Addressing the signs of uncertainty—for example by using deep breathing techniques to counter uncertainty-induced shortness of breath—can often help mitigate the fear of uncertainty and help us generate a more rational response to uncertain conditions. After all, the same mystery of not knowing what is around the next curve is mentally mapped to fear by some and adventure by other and to some extent how we interpret these physiological signals is a choice, not a given.

Finally, where possible, we can identify potential outcomes and train for contingencies. If we are uncertain about the result of a particular event but have developed well-tested backup plans with which we feel confident and prepared, then we will become more tolerant of the potential downside of the situation and therefore the uncertainty it involves.

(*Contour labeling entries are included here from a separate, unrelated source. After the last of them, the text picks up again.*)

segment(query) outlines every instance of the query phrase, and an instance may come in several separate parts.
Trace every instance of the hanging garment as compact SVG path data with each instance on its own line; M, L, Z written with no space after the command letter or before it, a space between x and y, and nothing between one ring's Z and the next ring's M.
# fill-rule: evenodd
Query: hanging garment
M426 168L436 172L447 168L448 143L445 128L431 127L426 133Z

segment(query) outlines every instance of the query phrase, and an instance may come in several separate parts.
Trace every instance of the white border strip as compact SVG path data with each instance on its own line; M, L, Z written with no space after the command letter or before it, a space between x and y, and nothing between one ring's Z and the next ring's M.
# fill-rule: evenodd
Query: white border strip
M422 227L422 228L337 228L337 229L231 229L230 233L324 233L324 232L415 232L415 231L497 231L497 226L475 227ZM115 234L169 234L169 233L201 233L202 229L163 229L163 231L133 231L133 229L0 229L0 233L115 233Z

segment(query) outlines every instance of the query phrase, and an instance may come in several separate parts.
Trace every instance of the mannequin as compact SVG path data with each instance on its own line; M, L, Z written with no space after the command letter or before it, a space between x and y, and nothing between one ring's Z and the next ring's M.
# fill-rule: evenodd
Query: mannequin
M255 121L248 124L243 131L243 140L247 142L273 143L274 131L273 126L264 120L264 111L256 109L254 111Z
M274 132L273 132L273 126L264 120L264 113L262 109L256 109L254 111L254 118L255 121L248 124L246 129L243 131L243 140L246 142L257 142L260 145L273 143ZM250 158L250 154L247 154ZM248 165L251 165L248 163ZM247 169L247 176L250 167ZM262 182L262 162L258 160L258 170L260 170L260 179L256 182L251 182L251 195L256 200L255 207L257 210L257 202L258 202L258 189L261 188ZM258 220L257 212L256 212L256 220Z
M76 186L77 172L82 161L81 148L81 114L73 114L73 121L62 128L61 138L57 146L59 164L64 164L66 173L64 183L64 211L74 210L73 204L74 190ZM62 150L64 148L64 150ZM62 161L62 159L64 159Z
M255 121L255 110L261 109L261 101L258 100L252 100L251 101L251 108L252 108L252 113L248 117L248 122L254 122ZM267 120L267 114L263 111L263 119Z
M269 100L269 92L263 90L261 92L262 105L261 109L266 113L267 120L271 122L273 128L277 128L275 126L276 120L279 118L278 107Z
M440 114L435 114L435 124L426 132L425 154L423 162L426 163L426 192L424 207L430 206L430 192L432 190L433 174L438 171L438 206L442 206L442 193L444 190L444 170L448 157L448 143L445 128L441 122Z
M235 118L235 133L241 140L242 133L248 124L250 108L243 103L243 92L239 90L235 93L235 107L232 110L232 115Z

Becoming excellent at airway control and ventilator management for example, allows us to better tolerate the uncertainty of how to help an individual who is short of breath because we know if the situation deteriorates further, we will be in a better position to provide care.

Ultimately, becoming comfortable with uncertainty is not something that can be taught to us externally the way we can teach doses of medications or steps of procedures. Instead, learning to savor operating under uncertain conditions is something we must take responsibility for ourselves and consciously study. Uncertainty is not going away, but we can take the advice of mindfulness expert Jon Kabat-Zinn, who said, “You can’t stop the waves, but you can learn to surf.”

Note:

  1. The accuracy of a particular test (sodium or otherwise) for a particular patient is impacted by the characteristics of the test itself and how well the test applies to the patient at hand. The estimate of 1-2 mEq/L provided here is based on a historical conversation in 2013 with laboratory technicians at Massachusetts General Hospital in Boston, MA, whom I asked to estimate the error of the sodium measurements based on the methods they were using at the time, and might or might not be representative of the test error at a different hospital or at a different point in time. The reference laboratory at a hospital should be able to tell a provider the characteristics of a particular test at that hospital, which depends on the particular assay and equipment used. That said, the art of mapping the test to the patient, is on the provider, not the lab. Sometimes, as in the case of correcting sodium levels for hyperglycemia, there is a simple formula which allows us to mitigate the uncertainty of how a particular test result applies to a particular patient. See for example https://www.mdcalc.com/sodium-correction-hyperglycemia, which describes the classic equation correcting sodium measurements in this case. Other times, the relationship between the reported value and the ground truth is more complicated or might not be known.